I have 2 questions about the final evaluation procedure.
1. Do we need to submit exact 215,307?
2. Will the final evaluation base on the remaining 50% pairs (the part not use to evaluate in phase 1) or 100% pairs?
1. Yes, you make the same submission file as before.
2. The evaluation will be based on a new hold-out set (50%).
can you further clarify a bit more about the number of submitting pairs?
It's said in the description that "If less than 215,307 pairs are provided, we will calculate the F1 measure only for these records and won't append the rest of the submission with incorrect pairs just because they are missing". Does that mean we can submit less than 215,307 pairs?
Yes, you can submit less than that number. In this case we will calculate TPR, FPR, FNR, FPR using that data and update the leaderboard.Posted by: spirinus @ Sept. 30, 2016, 5 p.m.
I am also concerning about this issue. In the web page, it clearly stated that:
For both Phase 1 and Phase 2 the participants have to submit 215,307 matching pairs
it is clear to me that we can submit more or less than that number for validation, but in the final submission, all participants have to submit 215,307 pairs. Is it right?Posted by: namkhanhtran @ Oct. 2, 2016, 8:37 a.m.

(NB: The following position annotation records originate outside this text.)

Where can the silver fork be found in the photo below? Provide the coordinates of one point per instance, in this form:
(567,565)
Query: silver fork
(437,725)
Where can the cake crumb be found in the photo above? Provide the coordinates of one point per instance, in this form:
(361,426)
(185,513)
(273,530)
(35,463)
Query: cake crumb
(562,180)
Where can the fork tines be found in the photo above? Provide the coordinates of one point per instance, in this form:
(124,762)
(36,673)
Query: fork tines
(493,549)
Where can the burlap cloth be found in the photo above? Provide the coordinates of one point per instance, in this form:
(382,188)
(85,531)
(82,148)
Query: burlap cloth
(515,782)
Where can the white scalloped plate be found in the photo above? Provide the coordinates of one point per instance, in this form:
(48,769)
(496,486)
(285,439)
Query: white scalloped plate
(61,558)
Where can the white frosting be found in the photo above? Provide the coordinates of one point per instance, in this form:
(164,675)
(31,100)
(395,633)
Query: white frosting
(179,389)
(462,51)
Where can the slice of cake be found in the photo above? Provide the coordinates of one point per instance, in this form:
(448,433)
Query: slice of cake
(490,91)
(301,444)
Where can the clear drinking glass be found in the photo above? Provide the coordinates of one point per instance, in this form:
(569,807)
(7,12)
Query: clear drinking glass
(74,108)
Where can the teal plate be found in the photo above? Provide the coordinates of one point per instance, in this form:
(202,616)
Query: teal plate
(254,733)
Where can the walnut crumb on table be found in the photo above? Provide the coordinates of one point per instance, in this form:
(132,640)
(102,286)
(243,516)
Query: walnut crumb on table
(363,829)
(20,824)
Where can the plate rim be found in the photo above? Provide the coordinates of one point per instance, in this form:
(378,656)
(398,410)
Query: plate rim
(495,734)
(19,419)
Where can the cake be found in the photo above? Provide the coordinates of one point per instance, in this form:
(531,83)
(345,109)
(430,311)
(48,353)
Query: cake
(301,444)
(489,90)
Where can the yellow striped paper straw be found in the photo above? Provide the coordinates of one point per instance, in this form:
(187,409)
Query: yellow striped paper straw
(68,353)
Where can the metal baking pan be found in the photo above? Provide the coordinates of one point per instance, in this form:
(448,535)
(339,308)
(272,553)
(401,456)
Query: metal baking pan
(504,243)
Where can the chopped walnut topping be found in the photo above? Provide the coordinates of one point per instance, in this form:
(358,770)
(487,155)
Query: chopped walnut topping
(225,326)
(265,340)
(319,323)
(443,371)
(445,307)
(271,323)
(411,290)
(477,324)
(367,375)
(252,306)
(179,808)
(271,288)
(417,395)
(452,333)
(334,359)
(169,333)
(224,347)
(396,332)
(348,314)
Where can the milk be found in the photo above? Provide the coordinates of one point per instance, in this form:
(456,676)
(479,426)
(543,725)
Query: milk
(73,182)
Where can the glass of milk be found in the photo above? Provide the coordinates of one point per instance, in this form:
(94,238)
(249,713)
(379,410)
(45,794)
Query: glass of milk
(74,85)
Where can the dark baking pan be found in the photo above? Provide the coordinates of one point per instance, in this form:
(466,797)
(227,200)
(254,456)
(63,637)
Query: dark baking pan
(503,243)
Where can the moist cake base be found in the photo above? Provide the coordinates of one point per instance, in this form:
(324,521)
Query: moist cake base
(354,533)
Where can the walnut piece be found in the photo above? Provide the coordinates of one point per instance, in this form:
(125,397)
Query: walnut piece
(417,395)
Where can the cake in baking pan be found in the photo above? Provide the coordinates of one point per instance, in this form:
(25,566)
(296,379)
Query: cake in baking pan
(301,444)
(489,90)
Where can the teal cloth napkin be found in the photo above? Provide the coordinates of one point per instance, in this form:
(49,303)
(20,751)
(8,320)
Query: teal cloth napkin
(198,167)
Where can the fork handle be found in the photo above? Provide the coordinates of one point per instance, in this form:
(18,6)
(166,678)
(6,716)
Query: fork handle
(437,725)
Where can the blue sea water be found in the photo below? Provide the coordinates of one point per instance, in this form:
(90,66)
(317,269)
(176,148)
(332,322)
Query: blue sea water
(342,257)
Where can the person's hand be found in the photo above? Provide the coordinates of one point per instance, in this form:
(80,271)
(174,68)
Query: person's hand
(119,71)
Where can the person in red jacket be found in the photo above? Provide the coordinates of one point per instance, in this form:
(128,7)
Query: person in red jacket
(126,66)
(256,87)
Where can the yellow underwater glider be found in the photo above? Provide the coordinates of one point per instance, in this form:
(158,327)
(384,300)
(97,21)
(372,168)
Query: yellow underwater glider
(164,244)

Let me explain how it works exactly. There is a large file with 215,307 ground truth labels. We partition it into two parts 50% (+ 1 line) each. The first part is used for Phase 1 and the second for Phase 2. When you submit a file with your predictions (it could be any number of lines but we tell you that there are 215,307 total known labels and you can use this information as you wish), we compute precision, recall, F1 against the corresponding test1/test2 collection and update the leaderboard.Posted by: spirinus @ Oct. 2, 2016, 3:17 p.m.